Signature(s):___________________________________________________________________

Name(s) (please print): ________________________________________________________

Address:________________________________________________________________________

________________________________________________________________________________

Telephone Number:_______________________________________________________________

Taxpayer Identification or Social Security Number: _____________________________

Date:___________________________________________________________________________



                                       I-3

<PAGE>   16



                          NOTICE OF GUARANTEED DELIVERY

                                 With Respect to

                               GRAND CASINOS, INC.

                         Series A Senior Notes Due 2004

         This form must be used by an Eligible Holder of the Series A Senior
Notes Due 2004 (the "Old Notes") of Grand Casinos, Inc. (the "Company") who
wishes to tender Old Notes to the Exchange Agent pursuant to the guaranteed
delivery procedures described in "THE EXCHANGE OFFER - Guaranteed Delivery
Procedures" of the Prospectus dated ________, 1997 (the "Prospectus") and in
Instruction 2 to the Letter of Transmittal. Any Eligible Holder who wishes to
tender Old Notes pursuant to such guaranteed delivery procedures must ensure
that the Exchange Agent receives this Notice of Guaranteed Delivery prior to
5:00 p.m. New York City time on the Expiration Date of the Exchange Offer. Any
Eligible Holder providing this Notice of Guaranteed Delivery must also execute
and deliver a Letter of Transmittal herewith. Capitalized terms not defined
herein have the meanings ascribed to them in the Prospectus or the Letter of
Transmittal.

             To: FIRSTAR BANK OF MINNESOTA, N.A., Exchange Agent
                              101 East Fifth Street
                         St.
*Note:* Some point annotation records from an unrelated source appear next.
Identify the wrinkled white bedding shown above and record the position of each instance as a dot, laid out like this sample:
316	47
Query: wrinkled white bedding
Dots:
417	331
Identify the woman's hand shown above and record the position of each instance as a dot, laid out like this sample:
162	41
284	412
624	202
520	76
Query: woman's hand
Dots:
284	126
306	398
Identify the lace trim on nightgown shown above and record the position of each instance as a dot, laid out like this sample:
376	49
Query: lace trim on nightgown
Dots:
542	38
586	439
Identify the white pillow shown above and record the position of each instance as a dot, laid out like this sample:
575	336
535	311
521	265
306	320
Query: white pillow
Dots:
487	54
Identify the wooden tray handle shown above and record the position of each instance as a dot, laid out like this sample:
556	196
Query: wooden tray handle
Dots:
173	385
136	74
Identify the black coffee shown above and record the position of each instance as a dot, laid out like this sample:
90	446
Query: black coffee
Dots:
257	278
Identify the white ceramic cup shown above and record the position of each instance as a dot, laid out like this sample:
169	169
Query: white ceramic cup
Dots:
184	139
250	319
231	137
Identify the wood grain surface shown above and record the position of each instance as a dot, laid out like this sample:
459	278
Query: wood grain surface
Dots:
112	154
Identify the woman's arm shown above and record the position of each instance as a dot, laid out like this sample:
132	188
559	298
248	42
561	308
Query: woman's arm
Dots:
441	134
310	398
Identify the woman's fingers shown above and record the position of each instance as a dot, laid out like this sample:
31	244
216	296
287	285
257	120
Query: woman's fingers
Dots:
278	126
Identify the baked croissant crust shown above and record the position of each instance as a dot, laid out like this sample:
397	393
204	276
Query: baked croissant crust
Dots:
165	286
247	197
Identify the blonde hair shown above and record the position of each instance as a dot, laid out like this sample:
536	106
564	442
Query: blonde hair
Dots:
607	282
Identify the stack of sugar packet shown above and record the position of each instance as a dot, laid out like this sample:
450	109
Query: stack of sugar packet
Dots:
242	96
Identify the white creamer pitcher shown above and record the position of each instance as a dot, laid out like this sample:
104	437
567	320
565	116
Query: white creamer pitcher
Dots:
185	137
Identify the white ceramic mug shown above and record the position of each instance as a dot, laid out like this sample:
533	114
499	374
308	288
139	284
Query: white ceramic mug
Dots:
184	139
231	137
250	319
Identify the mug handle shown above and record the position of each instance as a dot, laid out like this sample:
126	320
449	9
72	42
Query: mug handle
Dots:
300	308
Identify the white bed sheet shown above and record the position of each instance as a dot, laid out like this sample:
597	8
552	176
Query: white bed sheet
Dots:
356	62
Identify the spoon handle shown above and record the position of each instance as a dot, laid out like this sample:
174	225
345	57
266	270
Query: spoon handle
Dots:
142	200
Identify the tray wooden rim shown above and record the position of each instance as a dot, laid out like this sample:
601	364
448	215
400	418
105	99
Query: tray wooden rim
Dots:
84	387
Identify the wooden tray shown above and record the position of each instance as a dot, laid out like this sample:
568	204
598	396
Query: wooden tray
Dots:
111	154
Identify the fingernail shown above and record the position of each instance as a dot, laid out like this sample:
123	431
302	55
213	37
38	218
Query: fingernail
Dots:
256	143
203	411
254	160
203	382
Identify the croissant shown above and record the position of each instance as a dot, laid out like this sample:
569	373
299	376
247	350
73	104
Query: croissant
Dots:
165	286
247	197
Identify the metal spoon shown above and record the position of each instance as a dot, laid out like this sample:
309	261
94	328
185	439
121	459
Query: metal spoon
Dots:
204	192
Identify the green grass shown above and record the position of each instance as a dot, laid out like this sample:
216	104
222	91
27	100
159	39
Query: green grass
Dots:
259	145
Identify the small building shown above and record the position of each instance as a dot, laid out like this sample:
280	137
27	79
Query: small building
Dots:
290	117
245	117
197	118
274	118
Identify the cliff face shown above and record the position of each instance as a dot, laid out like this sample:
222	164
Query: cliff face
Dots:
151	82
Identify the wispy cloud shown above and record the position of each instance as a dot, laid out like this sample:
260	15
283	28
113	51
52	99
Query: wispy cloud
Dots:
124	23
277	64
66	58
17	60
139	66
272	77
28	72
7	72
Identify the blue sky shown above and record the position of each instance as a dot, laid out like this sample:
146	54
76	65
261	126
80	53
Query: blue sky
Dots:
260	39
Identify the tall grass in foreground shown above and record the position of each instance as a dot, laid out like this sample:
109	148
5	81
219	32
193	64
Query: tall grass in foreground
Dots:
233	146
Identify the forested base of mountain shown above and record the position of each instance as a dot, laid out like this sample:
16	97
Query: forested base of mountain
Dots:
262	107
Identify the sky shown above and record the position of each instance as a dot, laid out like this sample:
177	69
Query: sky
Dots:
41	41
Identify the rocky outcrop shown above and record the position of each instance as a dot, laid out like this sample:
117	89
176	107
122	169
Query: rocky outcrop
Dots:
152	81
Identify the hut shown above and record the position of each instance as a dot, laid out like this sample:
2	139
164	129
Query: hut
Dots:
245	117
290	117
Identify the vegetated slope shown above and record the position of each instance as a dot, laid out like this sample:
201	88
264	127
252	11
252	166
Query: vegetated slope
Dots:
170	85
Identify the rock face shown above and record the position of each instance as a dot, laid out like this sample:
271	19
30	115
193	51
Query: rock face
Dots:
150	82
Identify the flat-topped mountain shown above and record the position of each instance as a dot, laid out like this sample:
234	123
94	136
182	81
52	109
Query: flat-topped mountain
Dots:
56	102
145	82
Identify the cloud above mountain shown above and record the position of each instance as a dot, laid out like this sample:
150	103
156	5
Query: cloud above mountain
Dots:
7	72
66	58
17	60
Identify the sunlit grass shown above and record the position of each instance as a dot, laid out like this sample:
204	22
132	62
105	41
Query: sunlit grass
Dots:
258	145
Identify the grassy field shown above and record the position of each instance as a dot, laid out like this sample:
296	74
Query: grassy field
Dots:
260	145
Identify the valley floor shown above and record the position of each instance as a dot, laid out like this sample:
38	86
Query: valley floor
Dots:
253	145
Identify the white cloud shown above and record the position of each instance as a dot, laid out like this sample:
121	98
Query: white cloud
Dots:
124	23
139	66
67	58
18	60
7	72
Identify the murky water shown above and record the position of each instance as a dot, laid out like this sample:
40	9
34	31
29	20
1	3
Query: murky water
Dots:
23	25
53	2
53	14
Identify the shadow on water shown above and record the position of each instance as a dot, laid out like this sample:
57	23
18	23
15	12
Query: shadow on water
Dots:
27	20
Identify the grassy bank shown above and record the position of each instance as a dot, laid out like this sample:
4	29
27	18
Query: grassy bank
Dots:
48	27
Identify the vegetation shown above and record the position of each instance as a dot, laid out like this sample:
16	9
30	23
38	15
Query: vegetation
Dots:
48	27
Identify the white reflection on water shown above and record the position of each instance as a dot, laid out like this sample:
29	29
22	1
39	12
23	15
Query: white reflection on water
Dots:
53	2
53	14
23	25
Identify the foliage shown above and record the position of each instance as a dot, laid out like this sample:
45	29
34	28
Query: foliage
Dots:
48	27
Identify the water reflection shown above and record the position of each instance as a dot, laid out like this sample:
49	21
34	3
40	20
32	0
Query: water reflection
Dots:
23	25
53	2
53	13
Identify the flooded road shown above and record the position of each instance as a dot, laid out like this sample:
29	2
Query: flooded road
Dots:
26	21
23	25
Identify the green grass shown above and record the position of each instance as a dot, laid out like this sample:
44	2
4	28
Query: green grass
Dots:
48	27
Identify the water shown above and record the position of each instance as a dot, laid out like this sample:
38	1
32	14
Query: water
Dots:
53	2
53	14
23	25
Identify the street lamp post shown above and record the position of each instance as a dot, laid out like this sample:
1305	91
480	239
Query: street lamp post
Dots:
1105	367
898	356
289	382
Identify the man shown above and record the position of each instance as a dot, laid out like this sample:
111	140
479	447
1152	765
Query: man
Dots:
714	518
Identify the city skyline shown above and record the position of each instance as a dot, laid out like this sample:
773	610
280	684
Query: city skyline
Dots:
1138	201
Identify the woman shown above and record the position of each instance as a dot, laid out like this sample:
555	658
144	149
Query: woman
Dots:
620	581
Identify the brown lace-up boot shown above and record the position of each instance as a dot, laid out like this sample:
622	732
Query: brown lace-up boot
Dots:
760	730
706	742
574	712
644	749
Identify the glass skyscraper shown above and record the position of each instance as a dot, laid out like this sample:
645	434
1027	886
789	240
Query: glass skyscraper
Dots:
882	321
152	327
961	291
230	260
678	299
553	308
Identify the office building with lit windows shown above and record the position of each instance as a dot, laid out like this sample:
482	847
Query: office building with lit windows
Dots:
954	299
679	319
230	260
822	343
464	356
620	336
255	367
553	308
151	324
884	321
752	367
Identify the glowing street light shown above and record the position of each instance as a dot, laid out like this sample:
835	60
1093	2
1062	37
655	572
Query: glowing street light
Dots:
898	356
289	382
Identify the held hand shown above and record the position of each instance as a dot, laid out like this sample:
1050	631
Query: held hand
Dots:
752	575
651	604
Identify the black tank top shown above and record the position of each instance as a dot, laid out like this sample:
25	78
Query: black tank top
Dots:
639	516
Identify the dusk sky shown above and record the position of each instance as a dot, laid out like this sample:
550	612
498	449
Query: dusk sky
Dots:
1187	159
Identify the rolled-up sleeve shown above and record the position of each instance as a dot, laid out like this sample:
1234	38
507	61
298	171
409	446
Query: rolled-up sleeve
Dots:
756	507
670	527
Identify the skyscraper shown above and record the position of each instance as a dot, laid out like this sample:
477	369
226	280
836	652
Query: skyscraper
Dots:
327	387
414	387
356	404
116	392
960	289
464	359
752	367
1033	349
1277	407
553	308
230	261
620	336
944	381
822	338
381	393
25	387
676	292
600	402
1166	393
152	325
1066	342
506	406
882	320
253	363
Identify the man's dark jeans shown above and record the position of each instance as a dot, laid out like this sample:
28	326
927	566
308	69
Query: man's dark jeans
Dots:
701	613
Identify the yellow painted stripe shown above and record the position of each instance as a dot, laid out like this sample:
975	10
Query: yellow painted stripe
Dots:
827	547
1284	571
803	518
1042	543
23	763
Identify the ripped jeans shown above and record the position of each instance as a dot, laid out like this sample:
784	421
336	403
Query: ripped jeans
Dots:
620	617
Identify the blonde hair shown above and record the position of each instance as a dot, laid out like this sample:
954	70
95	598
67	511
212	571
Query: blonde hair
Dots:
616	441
Paul, Minnesota 55101-1860
                    Attention: Corporate Trust Administration
                          Telecopier No. (612) 229-6415

          A DULY COMPLETED AND EXECUTED LETTER OF TRANSMITTAL MUST BE
               DELIVERED WITH THIS NOTICE OF GUARANTEED DELIVERY.

DELIVERY OF THIS NOTICE OF GUARANTEED DELIVERY TO AN ADDRESS OTHER THAN AS SET
FORTH ABOVE WILL NOT CONSTITUTE A VALID DELIVERY.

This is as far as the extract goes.